Double dutch: the many meanings of ‘Holland’


The title of the keenly awaited volume of memoirs by John Martin Robinson sounds like a crossword clue: Holland Blind Twilight. Would that be a Dutch kind of unseeing twilight or a drinking-session blind at twilight when Hollands gin is consumed?

Of course not! It’s plain enough. Blinds are often made of Holland, a linen fabric. When unbleached it’s brown Holland. Holland came from Dutch Holland in the 15th century. Holland is also one of the Parts of Lincolnshire, the other two being Lindsey and Kesteven. The Parts of Lindsey are divided into Ridings (West, North and South, unlike Yorkshire).

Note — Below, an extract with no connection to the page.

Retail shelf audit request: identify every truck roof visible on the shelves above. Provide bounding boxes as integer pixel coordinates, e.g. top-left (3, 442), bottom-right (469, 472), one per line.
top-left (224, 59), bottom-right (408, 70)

A riding is a third, from trithing a Norse affair, or in Old English thriding. One can see how the geographical designations (West, North) collided and lopped off the initial th-.

When Shirley Williams’s mother Winifred Holtby wrote a novel South Riding, she never dreamt that Yorkshire would establish a real South Riding, making four nonsensical ridings. They should now be Farthings (as some bits of land are called, which Tolkien knew). In Canada they have ridings of any number. So much for Canada.

Holland, Lincolnshire, was divided into Elloe, Kirton and Skirbeck, wapentakes, so-called from the taking or brandishing of weapons at gatherings. Lincolnshire’s wapentakes, the equivalent of hundreds in most other counties (though Sussex has rapes) are not quite that simple because Grantham, Horncastle and Bolingbroke are sokes. Peterborough is a soke too, which kept it distinct from Northamptonshire. A church-soken is a parcel of church land and the word pops up in place-names like Thorpe-le-Soken.

Anyway, Holland in Lincolnshire is said to take its first syllable from an Old English word, holl, ‘hollow’, perhaps related to Latin cavus and certainly to hole.